- Moderate hearing loss is very common especially in the over 60s.
- It can destroy natural confidence and lead to isolation and depression.
- It can be compensated by hearing aids and other technical devices but most of all by sympathetic and knowledgeable support from peers.
- Being able to see the lip patterns of the speaker and ensuring one person speaks at a time will also help people with hearing loss to follow what is being said.
- u3a activities are an ideal therapy for the social isolation which hearing loss can bring.

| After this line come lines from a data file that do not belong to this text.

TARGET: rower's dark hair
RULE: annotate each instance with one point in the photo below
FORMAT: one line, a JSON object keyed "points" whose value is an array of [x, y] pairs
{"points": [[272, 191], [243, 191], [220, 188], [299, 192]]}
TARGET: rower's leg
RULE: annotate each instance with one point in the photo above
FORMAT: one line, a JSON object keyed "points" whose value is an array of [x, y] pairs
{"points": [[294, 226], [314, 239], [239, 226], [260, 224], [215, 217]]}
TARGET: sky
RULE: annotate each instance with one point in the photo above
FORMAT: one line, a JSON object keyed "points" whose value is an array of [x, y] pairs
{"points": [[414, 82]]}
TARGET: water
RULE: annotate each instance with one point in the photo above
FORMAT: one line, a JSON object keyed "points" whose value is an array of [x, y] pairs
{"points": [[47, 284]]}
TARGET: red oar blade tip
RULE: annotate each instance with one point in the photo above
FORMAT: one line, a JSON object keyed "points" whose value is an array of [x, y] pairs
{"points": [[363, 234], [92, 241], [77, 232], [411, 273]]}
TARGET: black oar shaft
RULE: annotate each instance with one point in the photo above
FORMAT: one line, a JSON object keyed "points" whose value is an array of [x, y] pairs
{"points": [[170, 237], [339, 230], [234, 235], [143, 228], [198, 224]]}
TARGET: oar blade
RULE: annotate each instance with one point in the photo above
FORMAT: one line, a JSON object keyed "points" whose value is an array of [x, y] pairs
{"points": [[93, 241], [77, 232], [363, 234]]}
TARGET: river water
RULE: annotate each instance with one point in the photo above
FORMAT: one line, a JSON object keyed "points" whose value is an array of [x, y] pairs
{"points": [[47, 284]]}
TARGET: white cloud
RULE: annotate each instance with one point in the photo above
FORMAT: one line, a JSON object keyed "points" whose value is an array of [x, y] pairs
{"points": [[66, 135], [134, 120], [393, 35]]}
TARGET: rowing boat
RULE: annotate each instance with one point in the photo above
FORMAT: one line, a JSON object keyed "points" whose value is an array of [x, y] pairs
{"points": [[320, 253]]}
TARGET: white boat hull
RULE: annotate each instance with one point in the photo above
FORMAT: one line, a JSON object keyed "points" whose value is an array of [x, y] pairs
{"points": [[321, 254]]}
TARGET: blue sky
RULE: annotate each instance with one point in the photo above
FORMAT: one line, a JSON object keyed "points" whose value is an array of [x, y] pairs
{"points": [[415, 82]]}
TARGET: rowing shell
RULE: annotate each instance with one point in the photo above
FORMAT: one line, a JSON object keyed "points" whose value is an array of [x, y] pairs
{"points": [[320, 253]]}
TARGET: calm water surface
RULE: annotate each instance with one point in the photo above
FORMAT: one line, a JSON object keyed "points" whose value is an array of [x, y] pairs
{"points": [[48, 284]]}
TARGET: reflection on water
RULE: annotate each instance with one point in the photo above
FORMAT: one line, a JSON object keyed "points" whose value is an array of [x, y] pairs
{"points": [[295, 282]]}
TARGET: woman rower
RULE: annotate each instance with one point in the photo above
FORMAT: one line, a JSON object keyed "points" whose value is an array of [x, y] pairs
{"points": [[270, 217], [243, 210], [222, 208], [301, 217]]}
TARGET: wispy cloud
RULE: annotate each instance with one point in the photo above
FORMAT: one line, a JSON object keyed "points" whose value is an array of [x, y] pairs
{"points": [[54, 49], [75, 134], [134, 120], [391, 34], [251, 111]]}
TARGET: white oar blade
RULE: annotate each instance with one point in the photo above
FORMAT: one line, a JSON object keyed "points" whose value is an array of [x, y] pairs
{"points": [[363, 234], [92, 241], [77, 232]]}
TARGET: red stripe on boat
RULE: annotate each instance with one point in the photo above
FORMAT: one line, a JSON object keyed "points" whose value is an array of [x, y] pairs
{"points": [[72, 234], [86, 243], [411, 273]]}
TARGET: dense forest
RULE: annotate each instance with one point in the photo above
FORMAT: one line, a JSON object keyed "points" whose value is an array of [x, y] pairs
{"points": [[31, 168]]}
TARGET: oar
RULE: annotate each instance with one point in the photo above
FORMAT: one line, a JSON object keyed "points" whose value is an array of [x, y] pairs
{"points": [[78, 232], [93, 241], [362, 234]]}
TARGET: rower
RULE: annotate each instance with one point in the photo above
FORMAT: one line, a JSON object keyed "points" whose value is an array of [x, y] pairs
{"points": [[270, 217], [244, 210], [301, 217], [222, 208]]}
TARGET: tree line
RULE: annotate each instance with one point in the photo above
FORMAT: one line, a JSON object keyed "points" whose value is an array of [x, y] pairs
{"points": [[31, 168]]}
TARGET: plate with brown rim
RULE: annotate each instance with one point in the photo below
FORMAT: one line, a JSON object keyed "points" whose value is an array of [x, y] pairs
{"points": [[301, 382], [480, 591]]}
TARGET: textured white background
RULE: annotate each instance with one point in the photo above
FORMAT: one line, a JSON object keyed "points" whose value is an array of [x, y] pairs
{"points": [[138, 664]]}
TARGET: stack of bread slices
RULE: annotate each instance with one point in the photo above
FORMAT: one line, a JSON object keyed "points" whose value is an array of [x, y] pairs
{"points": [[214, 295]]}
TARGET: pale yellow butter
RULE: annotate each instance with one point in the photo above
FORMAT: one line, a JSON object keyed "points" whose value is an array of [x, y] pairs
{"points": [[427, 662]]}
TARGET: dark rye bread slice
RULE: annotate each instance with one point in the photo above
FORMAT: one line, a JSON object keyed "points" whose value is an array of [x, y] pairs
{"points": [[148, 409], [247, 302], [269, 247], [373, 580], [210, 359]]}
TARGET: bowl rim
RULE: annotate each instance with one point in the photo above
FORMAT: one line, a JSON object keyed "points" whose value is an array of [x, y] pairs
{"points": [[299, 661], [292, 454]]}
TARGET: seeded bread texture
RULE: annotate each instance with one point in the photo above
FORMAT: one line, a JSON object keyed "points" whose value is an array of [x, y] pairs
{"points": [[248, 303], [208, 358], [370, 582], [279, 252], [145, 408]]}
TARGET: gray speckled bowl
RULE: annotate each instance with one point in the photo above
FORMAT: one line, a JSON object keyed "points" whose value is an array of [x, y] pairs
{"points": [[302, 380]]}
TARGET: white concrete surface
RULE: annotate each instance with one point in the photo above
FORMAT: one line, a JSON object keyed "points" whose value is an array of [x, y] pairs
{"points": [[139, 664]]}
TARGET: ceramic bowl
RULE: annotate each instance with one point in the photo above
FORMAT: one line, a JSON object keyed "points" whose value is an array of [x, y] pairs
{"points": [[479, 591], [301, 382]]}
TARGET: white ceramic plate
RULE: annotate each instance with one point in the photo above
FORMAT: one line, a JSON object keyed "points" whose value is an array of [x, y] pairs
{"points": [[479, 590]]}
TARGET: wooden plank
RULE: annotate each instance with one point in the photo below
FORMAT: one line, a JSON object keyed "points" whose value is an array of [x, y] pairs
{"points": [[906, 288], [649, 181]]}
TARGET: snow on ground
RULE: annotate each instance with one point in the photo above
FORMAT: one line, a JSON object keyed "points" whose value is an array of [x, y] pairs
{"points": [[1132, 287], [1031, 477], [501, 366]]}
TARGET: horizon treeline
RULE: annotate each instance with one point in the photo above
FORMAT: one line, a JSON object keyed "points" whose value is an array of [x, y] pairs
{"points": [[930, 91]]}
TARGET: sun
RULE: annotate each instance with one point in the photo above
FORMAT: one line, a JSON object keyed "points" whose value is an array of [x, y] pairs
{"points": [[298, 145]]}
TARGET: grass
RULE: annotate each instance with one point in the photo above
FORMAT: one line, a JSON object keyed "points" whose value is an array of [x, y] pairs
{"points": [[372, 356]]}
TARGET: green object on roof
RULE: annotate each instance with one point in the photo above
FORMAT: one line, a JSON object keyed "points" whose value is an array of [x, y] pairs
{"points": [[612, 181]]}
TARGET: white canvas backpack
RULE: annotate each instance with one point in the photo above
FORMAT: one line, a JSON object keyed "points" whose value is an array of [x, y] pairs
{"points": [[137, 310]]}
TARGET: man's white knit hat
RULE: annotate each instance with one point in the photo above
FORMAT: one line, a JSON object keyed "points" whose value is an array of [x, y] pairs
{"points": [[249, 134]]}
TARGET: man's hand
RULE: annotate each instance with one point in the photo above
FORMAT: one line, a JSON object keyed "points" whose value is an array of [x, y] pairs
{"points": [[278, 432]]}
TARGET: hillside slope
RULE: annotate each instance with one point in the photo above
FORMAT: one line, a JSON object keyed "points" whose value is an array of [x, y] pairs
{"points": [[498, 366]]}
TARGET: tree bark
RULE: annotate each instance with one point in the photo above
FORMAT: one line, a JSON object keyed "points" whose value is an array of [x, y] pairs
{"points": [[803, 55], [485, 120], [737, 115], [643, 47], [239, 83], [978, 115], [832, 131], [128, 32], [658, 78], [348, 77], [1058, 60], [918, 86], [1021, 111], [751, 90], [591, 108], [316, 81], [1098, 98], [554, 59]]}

Making open meetings accessible
- Provide a well-installed induction loop and PA system.
- Check the equipment before the meeting.
- Or consider purchasing a portable loop system such as a Conversor
- Use a room that is the right size for the numbers (not too big).
- Ensure that speakers understand the needs of members with hearing loss (See our Notes for speakers).
- Display important information on a screen or provide printed handouts.
Making interest groups accessible
- The vital element is understanding and support from group leaders and members.
- Make sure hearing-impaired members can explain their needs, confident of the support of the group.
- Indoor discussion groups should use a room appropriate to the numbers and with good lighting.
- Technical aids such as portable induction loops and personal listeners can be useful but they should be tested first in a realistic situation before buying.
- u3as should share their experiences and successes in making their activity more accessible.